I knew they’d been out to search the farm several times before yesterday. They’d tromped through the fields, the barns and the back woodlot looking for bodies. Always without any luck. But I wondered if they’d noticed the repair manual in the shed. And if they had, did they know what it meant? That something might have gone wrong with the sled Pete was driving?
Once again I thought of Constable Swan. She’d listen. She might not even think I was crazy. With my mind on a roll, I crossed the muddy yard and followed the path down to the lake. In shady spots, I could still see snowmobile ruts in the melting snow. It looked as if Pete drove this path often. I stood on the shore and looked across the lake. The pack ice was still solid in the middle of the lake, but it was melted around the edges. Open water was beginning to shine through in sunny spots. Soon it would be gone altogether.

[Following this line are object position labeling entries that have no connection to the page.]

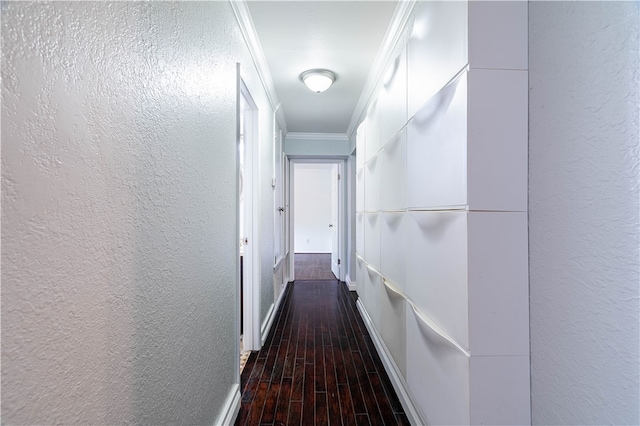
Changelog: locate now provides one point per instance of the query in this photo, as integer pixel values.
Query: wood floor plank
(320, 366)
(322, 410)
(297, 388)
(309, 395)
(346, 406)
(282, 408)
(295, 413)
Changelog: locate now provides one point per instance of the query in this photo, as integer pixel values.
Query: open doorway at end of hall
(316, 224)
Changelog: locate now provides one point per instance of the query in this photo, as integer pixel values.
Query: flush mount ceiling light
(318, 80)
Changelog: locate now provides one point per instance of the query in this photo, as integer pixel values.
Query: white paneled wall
(441, 217)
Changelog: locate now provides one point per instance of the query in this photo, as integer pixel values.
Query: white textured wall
(312, 199)
(583, 197)
(118, 211)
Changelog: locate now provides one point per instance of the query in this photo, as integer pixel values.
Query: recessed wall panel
(437, 374)
(361, 277)
(372, 296)
(360, 190)
(372, 141)
(372, 239)
(437, 149)
(498, 140)
(393, 98)
(361, 144)
(393, 173)
(437, 269)
(437, 49)
(372, 184)
(498, 36)
(498, 283)
(360, 234)
(393, 325)
(499, 390)
(393, 248)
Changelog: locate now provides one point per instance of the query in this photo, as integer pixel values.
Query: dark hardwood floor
(318, 365)
(313, 266)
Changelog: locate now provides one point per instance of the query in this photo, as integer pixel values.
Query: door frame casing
(251, 293)
(342, 213)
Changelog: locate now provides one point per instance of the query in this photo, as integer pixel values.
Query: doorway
(315, 226)
(247, 223)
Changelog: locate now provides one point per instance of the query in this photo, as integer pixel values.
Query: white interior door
(248, 220)
(335, 222)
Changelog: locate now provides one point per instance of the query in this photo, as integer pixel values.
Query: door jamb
(342, 213)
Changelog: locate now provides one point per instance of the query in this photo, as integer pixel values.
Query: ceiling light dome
(318, 80)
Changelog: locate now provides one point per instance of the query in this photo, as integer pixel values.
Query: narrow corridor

The village of Lake Madrid was just a jumble of specks on the far shore. I could see the white marina, the blue tarps of boats stored over the winter and the steeple of the Catholic church poking through the trees. At the near end of the village, I could see the open water where Silver Creek fed into the lake.
When I was a kid, there was a sawmill on the creek, back in the days before global warming and farm fertilizers turned it into a weedy swamp. Half the village had worked at the sawmill, including Pete. Now the sawmill was a bar, the Lion’s Head. It was still home to most of the guys who’d worked in the mill. Even more than the Legion, it was where people got together. They’d come by boat from all along the lake and in winter by snowmobile.
Everybody knew the ice near the creek was tricky. The water ran fast enough that it never really got thick, even in February. People would still go across it. They liked the challenge. Skimming on thin ice, even open water, was a village sport. But you had to know what you were doing, and you needed to see ahead of you. To judge just when to gun the throttle and pull the sled up. It took some skill. And a clear head. Every year a few idiots stoked up at the Lion’s Head before trying their hand at the open water. Live and learn.